Ersthelfer - Bekomme die Bilder nicht mehr aus dem Kopf
Hallo Community,
ich bin neu hier und hoffe auf eine paar Tipps zu einem Thema, das mich schon lange beschäftigt. Es ist zwar schon über ein Jahr her, aber es kommt mir vor als wäre es gestern gewesen:
Ich war mit einem Freund auf dem Stuttgarter Wasen, wir sind mit dem Zug nach hause gefahren weil wir es für sinnvoller hielten als mit dem Auto. Als wir ausgestiegen sind und am Bahnhof auf den nächsten Bus warteten, hörten wir auf einmal einen dumpfen Schlag und etwas knacken, als ein Auto auf der Hauptstraße vorbei fuhr (ca. 50 Meter von uns), und wir dachten er hätte seine Stoßstange hängen lassen oder sonst was. Als der Fahrer ausstieg und nach Hilfe rief, und immer wieder rief, dass er einen Krankenwagen brauche, sind wir hingerannt und sahen, dass hinter dem Geländewagen auf der Straße ein Mann lag. Er blutete stark am Kopf, beide Fahrspuren waren rot und das Blut floss mit dem Regen den Gulli runter. Wir haben sofort die 112 gerufen und haben versucht zu helfen. Es kamen immer mehr Leute dazu, am Schluss waren es vielleicht 10 Leute, von denen KEINER etwas tat, einige fotografierten sogar noch mit dem Handy!!! Ich war total unter Schock und irgendwie ging alles wie von allein... Wir fragen, wer einen Verbandkasten habe, aber niemand hatte einen, oder wollte einen geben. Ich zog mein Pullover aus und versuchte die Blutungen am Kopf zu stoppen, hab dem Mann meine Hand gegeben, die er fest gehalten hat und er hat mir erwartungsvoll in die Augen geschaut. Die Zeit bis der Notarzt kam, kam uns vor wie eine Ewigkeit. Auf einmal sah ich wie sich der Kopf des Mannes entspannt hat und er meine Hand nicht mehr gedrückt hat. Mein Freund hat meinen Pullover auf die Wunde gebpresst und ich wollte versuchen den Mann wieder zu beleben, bis der Notarzt kam. Als der endlich eintraf, versuchten die mit ihren ganzen Geräten usw. den Mann wieder zu beleben. Erst in dem Moment hab ich eigentlich so wirklich realisiert was da gerade passiert und wir sind in Tränen ausgebrochen. Es kam dann auch Polizei und noch ein Krankenwagen für meinen Freund und mich, da ich zusammengebrochen bin. Im Krankenhaus waren dann ein Unfallpsychologe und ein Pfarrer, mit denen wir reden konnten, aber das hat nicht wirklich viel gebracht, da wir mit dem Kopf noch total beim Unfall waren. Heute ist ein bisschen mehr als ein Jahr vergangen aber ich sehe immernoch, wie mir der Mann in die Augen geschaut hat und dann meine Hand losgelassen hat :( zum Psychologen will ich eigentlich nicht... Ich stell mir auch die ganze Zeit die Frage, was ich besser hätte machen können.

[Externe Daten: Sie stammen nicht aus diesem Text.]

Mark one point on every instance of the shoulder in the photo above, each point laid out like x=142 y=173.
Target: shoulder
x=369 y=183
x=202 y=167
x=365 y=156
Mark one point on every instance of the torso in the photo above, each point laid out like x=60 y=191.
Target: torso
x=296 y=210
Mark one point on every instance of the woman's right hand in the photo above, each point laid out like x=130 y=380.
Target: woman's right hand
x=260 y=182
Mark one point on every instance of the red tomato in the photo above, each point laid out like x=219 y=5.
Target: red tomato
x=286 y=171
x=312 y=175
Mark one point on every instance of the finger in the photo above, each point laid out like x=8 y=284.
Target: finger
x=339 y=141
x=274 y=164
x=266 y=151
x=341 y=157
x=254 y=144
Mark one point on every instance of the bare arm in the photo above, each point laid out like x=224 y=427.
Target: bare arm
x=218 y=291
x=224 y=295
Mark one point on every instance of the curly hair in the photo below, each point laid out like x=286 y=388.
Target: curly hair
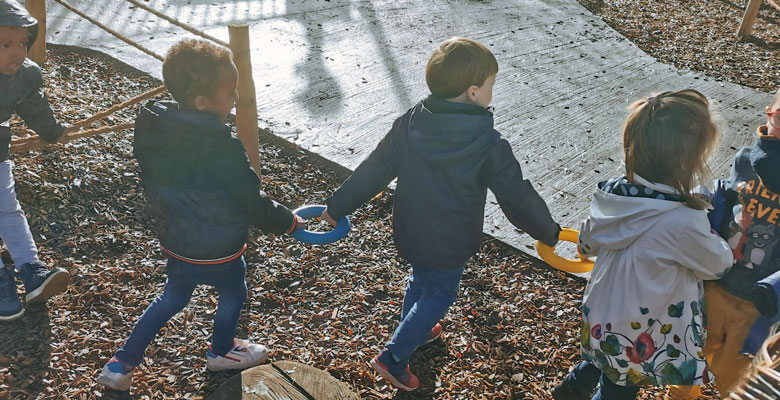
x=192 y=67
x=457 y=64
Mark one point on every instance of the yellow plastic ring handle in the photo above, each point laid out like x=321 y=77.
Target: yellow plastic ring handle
x=577 y=266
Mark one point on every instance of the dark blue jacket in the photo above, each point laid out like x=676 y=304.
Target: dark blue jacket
x=752 y=225
x=22 y=92
x=445 y=156
x=199 y=186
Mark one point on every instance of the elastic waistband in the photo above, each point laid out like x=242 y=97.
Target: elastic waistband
x=207 y=262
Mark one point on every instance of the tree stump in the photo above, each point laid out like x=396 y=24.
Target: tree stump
x=283 y=380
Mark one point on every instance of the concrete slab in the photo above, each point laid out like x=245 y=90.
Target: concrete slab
x=332 y=75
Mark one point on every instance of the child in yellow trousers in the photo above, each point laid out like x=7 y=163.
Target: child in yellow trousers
x=751 y=228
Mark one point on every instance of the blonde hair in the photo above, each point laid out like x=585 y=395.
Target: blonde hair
x=192 y=67
x=457 y=64
x=668 y=138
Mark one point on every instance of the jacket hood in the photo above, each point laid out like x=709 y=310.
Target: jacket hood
x=445 y=133
x=619 y=214
x=14 y=15
x=166 y=134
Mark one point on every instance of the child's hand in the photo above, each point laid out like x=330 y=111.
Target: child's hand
x=326 y=217
x=300 y=223
x=65 y=138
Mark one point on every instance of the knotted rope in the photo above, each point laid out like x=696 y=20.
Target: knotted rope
x=36 y=142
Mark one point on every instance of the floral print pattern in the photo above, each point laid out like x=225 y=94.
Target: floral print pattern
x=662 y=348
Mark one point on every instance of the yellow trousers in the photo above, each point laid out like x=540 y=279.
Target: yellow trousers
x=729 y=319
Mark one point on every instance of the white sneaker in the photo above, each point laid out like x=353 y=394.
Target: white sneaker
x=114 y=376
x=243 y=355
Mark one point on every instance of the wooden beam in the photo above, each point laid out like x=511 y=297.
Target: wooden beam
x=37 y=9
x=751 y=12
x=246 y=108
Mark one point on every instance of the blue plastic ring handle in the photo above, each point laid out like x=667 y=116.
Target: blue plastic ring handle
x=311 y=237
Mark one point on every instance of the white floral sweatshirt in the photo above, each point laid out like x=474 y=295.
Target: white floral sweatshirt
x=642 y=319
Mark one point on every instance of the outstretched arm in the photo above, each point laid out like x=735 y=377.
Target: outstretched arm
x=242 y=183
x=518 y=199
x=370 y=177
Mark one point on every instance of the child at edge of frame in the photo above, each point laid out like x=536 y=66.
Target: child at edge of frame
x=643 y=312
x=446 y=155
x=750 y=225
x=21 y=85
x=203 y=196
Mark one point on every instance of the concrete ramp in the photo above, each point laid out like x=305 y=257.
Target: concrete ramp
x=331 y=76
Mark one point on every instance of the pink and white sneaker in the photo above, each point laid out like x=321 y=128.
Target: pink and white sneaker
x=242 y=356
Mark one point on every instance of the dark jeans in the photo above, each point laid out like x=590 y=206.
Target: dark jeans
x=429 y=294
x=183 y=278
x=585 y=376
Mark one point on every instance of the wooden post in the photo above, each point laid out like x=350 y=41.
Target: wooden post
x=37 y=9
x=246 y=109
x=751 y=12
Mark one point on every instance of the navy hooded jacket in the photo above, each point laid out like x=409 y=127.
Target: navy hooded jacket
x=200 y=188
x=445 y=156
x=22 y=92
x=752 y=225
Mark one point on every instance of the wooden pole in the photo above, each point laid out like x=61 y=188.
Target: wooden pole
x=37 y=9
x=246 y=108
x=751 y=12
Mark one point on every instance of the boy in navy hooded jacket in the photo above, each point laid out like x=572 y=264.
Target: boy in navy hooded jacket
x=446 y=155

Wie uns im Krankenhaus gesagt wurde hatte der Mann wohl Frau und Kind.
Bitte kann mir jemand Tipps geben das ganze - nicht zu vergessen - aber besser zu verarbeiten? Sorry für die lange Story, aber ich muss das einfach los werden.
7 Antworten
Hey, das tut mir leid was du mitmachen musstest! Aber du hast dein bestes gegeben! Du konntest ja nichts dafür und auch nicht mehr machen. Du warst bei ihm und hast ihm das alles erträglicher gemacht, das ist das wichtigste. Ich finde es super, dass ihr geholfen habt und nicht tatenlos zusaht! Wie du schon sagtest, du sollst die Geschichte nicht vergessen, sondern du sollst nicht mehr so oft daran denken, das tut dir nicht gut. Vielleicht solltest du trotzdem mal zum Psychologen gehen...muss ja nicht für lange sein. Der hilft dir das Geschehene zu verarbeiten, besser als wir das können ;) Versuch einfach wieder normal zu leben, nicht mehr so oft daran zu denken, indem du dich ablenkst und wieder Spaß hast. Dem Mann geht es doch jetzt bestimmt gut und er hat keine Schmerzen mehr! Man kann nicht jedes Leben retten...
Lg:))
Zuerst mal meinen allergrößten Respekt davor, wie Ihr Euch in der Situation verhalten habt. Ihr könnt stolz auf Euch sein, daß Ihr, im Gegensatz zu den Gaffern, versucht habt, zu helfen. Der überfahrene Mann wird das in seinen letzten Momenten erkannt haben und wir Euch dankbar gewesen sein, daß Ihr für ihn da wart.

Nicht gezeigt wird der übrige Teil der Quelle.